Blue streak

I bought a NY Times this past Sunday, but when I got home, I discovered much to my dismay that the Sunday magazine was missing. I could see from browsing on line that the articles were about movies, which was great, but what I couldn't do online and the reason I really wanted to run out to buy another copy was that I wanted to do the crossword. It's a Sunday ritual for me. But it was really late, and I didn't feel like changing to trek to the nearest newsstand in the evening chill to spend another $3.50.
Monday or Tuesday, when I brought my recycling down to the basement, I spotted a brown grocery bag full of NYTimes. On a whim, I started to flip through them, and I had just about reached the end when, much to my delight, I found a fresh copy of the NYTimes Magazine.

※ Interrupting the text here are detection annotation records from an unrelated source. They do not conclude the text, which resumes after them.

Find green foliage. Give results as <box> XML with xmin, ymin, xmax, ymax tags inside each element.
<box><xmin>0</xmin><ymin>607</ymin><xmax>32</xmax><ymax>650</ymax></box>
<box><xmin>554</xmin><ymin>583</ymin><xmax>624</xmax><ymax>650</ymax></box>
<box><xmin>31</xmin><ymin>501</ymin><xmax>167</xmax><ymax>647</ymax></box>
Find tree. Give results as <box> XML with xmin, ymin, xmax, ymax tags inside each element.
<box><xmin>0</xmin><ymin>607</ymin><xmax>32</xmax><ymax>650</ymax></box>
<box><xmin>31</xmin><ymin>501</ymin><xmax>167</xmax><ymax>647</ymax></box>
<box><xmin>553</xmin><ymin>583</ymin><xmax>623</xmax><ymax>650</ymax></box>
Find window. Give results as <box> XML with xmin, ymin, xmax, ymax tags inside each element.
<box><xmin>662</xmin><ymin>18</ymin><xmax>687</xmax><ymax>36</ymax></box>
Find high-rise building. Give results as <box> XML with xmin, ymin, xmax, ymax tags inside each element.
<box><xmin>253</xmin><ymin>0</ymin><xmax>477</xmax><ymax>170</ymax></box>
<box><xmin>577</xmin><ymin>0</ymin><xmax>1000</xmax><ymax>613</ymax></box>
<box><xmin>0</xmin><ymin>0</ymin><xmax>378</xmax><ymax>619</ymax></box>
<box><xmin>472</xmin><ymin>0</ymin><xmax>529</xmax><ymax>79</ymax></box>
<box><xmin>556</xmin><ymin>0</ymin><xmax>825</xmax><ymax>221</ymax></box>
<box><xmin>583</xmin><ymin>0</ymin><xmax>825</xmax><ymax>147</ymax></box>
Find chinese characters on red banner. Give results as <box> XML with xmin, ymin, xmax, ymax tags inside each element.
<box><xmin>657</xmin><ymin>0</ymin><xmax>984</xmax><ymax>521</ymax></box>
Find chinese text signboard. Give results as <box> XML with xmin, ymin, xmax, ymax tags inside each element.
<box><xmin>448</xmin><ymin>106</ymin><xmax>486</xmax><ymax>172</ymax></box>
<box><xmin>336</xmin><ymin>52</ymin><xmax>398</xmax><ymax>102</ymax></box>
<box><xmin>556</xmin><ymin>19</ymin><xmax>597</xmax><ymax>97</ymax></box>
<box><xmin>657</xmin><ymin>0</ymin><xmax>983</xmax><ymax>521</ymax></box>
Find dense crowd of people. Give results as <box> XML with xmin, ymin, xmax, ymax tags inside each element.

Rachael and I often confer on the Sunday crossword via e-mail, and she called today to ask about a few clues. I hadn't started, but while we were on the phone, I got sucked in. Whenever I had to take a break from the computer and my grad school applications, I'd sit on the couch, brow furrowed, pen in mouth, staring the puzzle down. This was a tough one because at first the theme didn't register with me. My frustration just drove me to greater levels of determination and concentration.
Rachael gave me one big jump start by letting me know that...
[MILD SPOILER AHEAD...Don't read ahead if you are determined to solve this one on your own]
...this was a puzzle in which some of the squares contained more than just a single letter. Those appear from time to time, though sometimes it takes some time to recognize it.
And just about an hour ago, it finally struck me. Holy #@%*&! Of course! Brilliant! I inadvertently unlocked the puzzle for myself when I had to abbreviate the answer to a particular square because I couldn't write small enough. My abbreviation proved to be the visual clue that unlocked the entire puzzle for me. And if you peruse this post again, you'll find an answer key in plain view.
Definitely one of the cleverest crosswords I've ever done. Immensely satisfying to finish. Bravo to Harvey Estes and Nancy Salomon.